In my world, we played games growing up. We had games we played on our own like LEMON TWIST or ROMPER STOMPERS and we had board games we played with other people like MONOPOLY or CLUE. Some wonderful times were had when Dad would hit us fly balls to catch in the backyard or Mom would sit down for a game of Aggravation.

In Spencer’s world though, board games or even word games we used to play like I Spy or Hangman are archaic. I really have to struggle to get these in his realm. It was easier when he was little and I had a lot of control over what he did. I would sit down and play games with him like Ants in the Pants or Don’t Spill the Beans. But, though I fight its encroachment on our family life at every opportunity, the Internet has beaten me it seems. Now, they carry all their games around on their devices and there’s another way to play games now playing online with “friends.” I’m sorry. I have a problem with thinking of a person you’ve never met, never spoken to, and have no idea of their life situation as a ‘friend.’ But you see, that’s because I’m a Digital Immigrant and not a Digital Native like Spencer. A Digital Immigrant, I’m told, is someone who didn’t grow up in this digital landscape.

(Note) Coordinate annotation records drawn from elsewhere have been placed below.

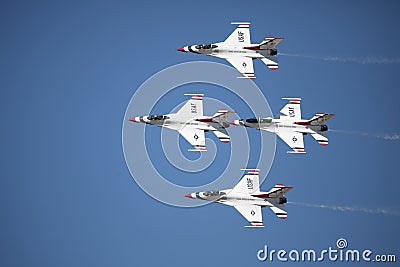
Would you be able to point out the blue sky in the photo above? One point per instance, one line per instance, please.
(69, 70)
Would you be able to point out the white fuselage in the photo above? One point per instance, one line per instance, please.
(279, 125)
(233, 199)
(223, 50)
(175, 122)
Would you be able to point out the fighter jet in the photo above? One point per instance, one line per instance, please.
(238, 50)
(191, 124)
(247, 198)
(290, 127)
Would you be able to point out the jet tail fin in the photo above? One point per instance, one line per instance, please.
(321, 138)
(222, 135)
(249, 184)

These I-Generation kids are used to information that comes flying at them from all directions from the moment they get up in the morning until the minute they fall asleep at night. They’re used to a lot more stimulation than we were. They’re a lot more expecting and a lot more demanding of their world. This could actually be a good thing. Generations that expect and demand generally create much change in their lifetimes. For all that we hear people bemoan the perils of the I-Generation, these kids are smart…probably smarter than us. Indeed, their brains are actually wiring themselves differently than ours adapting to the new world they inhabit. They can multi-task at a very young age. They can process information and make decisions in a snap. They aren’t scared to experiment with technology or anything else and they go out and find what they want to know faster than any of us ever could have using our encyclopedias or making a trip to the library. They deal with and understand a far-larger and more complex social network than we ever did and they learn (if they’re lucky) to consider possible long-term consequences of that far-reaching network out there much younger than us. If they have questions, they ferret out answers quite quickly. Finally, almost intuitively, they adapt to new things that come into their cyber world and under their power. I think that’s better than most of us do at this point with our fumbling thumbs and fingers trying desperately to make the small keys on our cell phones work or trying urgently to type e-mails and remembering what to click or how to attach or forward. For those of us raised on handwriting and licking stamps, the slickness of e-mail doesn’t seem real. It makes it hard for us to remember what we’ve already sent and who’s seen what.

But still, even using my digital cameras, my desktop computer, my touch-screen laptop, my mobile, and my GPS in the truck, in the end, I am still that immigrant to this digital world. I try and share with my son some games from the good old days when we go on ski trips to the resort where we sit around after a home-cooked dinner in our condo playing a family game of cards or 20 Questions or when we’re driving and I can regale him with a good game of Slug Bug or License Plates. But in the end, he is a Digital Native. His default is the world he was born into and he’s developing the skills to carry him forward into the world he’s going out into someday soon. I won’t be left behind so much as I’ll just not as progress as quickly as he does. But when the grandchildren come, I hope my boys know I’ll be sitting here waiting with some FaceTime just for them. My version of FaceTime…one-on-one, getting to know them and telling them stories about a world they can’t even imagine by then. Maybe we’ll even play a few card games just for the heck of it, huh?